Harvard is an incredible place – a beautiful campus full of huge, impressive buildings and fabulous museums. Which other university has an art gallery filled with Monets, Whistlers, Singer Sargents and has a whole exhibition dedicated to Munch?
I was surprised to learn that John Harvard had only been in the US for a year when he died, at the age of 32. He left half his fortune to the ‘Newtowne Colledge’, whose administrators were so grateful that they changed the name to Harvard. The name of the town had already been changed from Newtowne to Cambridge as a nod to the alma mater of so many of the early colonists.

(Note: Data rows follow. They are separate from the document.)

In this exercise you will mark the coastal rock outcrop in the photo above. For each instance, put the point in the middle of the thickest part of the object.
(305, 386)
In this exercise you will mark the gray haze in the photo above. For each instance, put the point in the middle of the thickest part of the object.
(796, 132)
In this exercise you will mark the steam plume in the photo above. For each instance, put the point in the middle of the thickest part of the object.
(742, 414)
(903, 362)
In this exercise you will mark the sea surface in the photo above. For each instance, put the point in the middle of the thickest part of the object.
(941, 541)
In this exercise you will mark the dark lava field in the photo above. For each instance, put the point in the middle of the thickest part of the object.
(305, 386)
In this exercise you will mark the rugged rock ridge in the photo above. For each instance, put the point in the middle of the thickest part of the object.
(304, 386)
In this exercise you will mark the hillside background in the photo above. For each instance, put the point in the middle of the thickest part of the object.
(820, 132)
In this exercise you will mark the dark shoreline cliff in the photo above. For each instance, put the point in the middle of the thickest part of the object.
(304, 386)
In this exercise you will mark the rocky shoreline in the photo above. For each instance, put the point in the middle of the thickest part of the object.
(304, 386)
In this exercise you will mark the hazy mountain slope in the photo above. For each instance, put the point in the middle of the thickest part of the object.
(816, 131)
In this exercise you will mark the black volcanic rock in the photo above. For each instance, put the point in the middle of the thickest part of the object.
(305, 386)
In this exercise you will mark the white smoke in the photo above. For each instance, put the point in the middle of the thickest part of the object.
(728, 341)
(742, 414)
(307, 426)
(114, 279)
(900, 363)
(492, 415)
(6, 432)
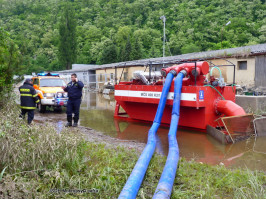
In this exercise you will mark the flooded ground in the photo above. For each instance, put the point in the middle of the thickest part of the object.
(97, 113)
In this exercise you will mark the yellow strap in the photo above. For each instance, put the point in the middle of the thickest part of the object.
(28, 95)
(29, 108)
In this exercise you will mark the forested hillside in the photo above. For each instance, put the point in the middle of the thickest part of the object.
(117, 30)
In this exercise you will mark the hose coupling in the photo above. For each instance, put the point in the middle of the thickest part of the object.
(184, 72)
(173, 72)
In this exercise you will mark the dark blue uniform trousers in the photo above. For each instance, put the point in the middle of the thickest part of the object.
(73, 106)
(30, 114)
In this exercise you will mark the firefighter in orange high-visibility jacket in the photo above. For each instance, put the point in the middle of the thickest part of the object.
(28, 100)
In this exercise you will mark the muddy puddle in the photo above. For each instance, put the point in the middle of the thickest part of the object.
(97, 113)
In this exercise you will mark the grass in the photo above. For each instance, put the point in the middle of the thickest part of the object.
(35, 159)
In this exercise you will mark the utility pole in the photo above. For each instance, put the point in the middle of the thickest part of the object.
(222, 33)
(164, 20)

In this respect Harvard reminded me of Smithson, who left his entire fortune for the advancement of learning in the United States, even though he’d never even been there. These men believed passionately in learning and they wanted the New World to benefit from outstanding education in the same way that Europe had. But I was pleased that Harvard hadn’t given them all his money, unlike Smithson, and he left some to his wife to save her from destitution.

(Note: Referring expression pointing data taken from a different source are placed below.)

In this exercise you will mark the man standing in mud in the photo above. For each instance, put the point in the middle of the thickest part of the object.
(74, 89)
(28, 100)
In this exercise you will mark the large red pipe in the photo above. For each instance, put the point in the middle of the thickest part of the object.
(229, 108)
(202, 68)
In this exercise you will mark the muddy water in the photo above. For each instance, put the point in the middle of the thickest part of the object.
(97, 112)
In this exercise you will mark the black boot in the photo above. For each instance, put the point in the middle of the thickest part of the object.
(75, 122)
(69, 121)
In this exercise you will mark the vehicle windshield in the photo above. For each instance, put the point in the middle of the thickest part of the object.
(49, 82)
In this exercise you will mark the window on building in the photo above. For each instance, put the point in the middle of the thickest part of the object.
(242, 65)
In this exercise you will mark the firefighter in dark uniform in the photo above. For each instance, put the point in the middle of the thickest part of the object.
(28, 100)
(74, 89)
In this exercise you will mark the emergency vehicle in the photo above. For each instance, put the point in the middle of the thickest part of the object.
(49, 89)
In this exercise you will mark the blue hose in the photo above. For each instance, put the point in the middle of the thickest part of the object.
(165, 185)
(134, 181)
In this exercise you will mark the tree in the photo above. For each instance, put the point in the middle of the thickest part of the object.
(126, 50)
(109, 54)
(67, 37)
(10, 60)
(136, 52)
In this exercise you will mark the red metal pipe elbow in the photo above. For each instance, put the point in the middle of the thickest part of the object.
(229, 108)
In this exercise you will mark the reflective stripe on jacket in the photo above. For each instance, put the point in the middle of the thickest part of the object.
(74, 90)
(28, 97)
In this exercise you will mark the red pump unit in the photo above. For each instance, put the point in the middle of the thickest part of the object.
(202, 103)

So little is known about John Harvard that his statue is in fact a likeness of the sculptor’s friend, as nobody knew what he had looked like.


Cambridge, Massachusetts is – as you might expect – a very desirable place to live. The houses are New England, colonial-style mansions and are all immaculately maintained. Longfellow’s house was so desirable that that it had been requisitioned by the Unionists and turned into Washington’s headquarters during the Civil War. Longfellow then managed to snap it up when it came on the market sixty years later. Equally unsurprisingly, the Cambridge residents were all pro-King and anti-independence during that other war, and presumably all turned down their invitations to the Boston Tea Party.





The only negative thing I can think of to say about Cambridge and Harvard is that the weather’s terrible … and for a Brit to be complaining about the weather, it must be really bad.